With grudging consent of the slave-masters, I've secured a whole hour of
freedom for Christmas. This allows me to respond to a comment recently made
by Paul Willis [Re: various & sundry. Tue, 22 Dec 1998 08:39:52] .. .. ..

[Quote]  "Essentially, if you do not have a logically falsifiable phylogeny
for a group of animals, then you do not have a logical framework for
investigating their palaeobiology."  [End quote]

This statement is doubtless appropriate for the special context in which
Paul made it (appraisal of crocodilian palaeoecology paper by P.J. Markwick,
Palaeobiology, 1998).  But I fear that many people - perhaps even Paul
himself (?) - would regard it as a valid stand-alone generalisation.  Such a
generalisation about palaeobiology is utterly wrong.  It encapsulates some
misunderstandings which cause a lot of grief, both in primary scientific
work and in the correspondence on this list.
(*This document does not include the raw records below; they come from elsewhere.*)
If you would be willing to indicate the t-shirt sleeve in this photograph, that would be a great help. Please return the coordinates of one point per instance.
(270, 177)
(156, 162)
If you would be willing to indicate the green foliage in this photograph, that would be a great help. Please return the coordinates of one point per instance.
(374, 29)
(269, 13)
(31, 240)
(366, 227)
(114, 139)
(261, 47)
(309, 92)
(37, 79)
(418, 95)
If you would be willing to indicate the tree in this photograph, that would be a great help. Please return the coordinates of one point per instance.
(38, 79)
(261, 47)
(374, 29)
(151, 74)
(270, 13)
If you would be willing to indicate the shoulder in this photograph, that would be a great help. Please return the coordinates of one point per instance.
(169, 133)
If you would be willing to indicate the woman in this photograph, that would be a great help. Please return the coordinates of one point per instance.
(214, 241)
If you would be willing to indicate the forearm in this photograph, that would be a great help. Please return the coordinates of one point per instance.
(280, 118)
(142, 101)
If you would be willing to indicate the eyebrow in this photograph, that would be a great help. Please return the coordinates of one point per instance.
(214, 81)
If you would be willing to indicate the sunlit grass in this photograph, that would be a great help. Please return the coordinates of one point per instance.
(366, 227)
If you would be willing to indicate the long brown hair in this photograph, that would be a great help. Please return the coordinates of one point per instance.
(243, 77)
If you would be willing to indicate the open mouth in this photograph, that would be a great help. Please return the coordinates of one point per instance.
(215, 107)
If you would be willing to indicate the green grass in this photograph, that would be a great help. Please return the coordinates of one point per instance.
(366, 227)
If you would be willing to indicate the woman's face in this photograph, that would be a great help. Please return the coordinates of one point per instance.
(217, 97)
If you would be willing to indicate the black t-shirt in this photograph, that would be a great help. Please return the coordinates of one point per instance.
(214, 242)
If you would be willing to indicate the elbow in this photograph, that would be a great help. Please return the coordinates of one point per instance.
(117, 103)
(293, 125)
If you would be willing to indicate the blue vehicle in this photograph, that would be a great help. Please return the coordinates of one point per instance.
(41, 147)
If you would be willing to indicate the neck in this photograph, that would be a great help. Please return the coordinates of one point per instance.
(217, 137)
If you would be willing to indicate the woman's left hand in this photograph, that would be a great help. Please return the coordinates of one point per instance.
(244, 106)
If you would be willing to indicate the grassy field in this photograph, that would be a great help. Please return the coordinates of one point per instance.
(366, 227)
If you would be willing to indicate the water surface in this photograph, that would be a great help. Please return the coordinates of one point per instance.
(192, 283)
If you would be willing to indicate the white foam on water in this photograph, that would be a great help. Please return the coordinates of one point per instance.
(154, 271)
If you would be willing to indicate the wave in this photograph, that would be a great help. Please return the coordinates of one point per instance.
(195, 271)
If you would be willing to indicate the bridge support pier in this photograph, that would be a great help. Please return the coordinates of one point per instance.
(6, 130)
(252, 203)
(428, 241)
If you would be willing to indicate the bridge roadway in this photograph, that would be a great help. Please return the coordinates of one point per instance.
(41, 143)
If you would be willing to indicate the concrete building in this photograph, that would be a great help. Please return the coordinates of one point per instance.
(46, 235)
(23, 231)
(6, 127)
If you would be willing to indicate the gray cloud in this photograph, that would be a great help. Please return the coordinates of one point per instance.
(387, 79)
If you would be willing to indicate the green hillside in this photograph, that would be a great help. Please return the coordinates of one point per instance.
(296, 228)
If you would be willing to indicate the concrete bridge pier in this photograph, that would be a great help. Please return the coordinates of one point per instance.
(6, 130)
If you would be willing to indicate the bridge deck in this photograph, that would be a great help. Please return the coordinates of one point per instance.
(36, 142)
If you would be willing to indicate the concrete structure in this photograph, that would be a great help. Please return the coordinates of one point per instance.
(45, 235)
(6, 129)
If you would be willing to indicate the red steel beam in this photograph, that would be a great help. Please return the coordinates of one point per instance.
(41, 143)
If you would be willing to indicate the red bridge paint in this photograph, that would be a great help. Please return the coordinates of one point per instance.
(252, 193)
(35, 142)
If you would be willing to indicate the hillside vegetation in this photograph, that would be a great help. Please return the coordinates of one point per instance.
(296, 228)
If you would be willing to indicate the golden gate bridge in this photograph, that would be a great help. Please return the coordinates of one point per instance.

I don't want to clutter my comments with definitions and quasi-legal
wrangling over terminology.  To keep it brief, I'd hope that no one would
object to defining 'Palaeobiology' so as to include the 'natural history' of
ancient organisms (their ancient ecology or, more crudely, the way in which
they made a living).  This field of interest contrasts with Phylogeny and
Systematics - the natural context of the organisms, and the formal
expression of that context (more crudely, how and where the organisms 'fit
into the pattern' of the natural world, regardless of how you choose to
uncover and describe that pattern, and how you choose to explain its
origin).  Some people might classify phylogeny and systematics as components
of 'Palaeobiology' sensu lato, but that's immaterial to my comments here.
(This proviso also covers those surprisingly numerous cases where an article
with 'palaeobiology' in the title transpires to be  largely phylogenetic in
content.)

To put it as simply as possible (and, I hope, in undistorted form), Paul's
aphorism says - you can't hope to understand the 'natural history' of
organisms without first understanding where they 'fit into the pattern' of
the natural world (your understanding of that pattern being, of course,
soundly logical, provisional and falsifiable).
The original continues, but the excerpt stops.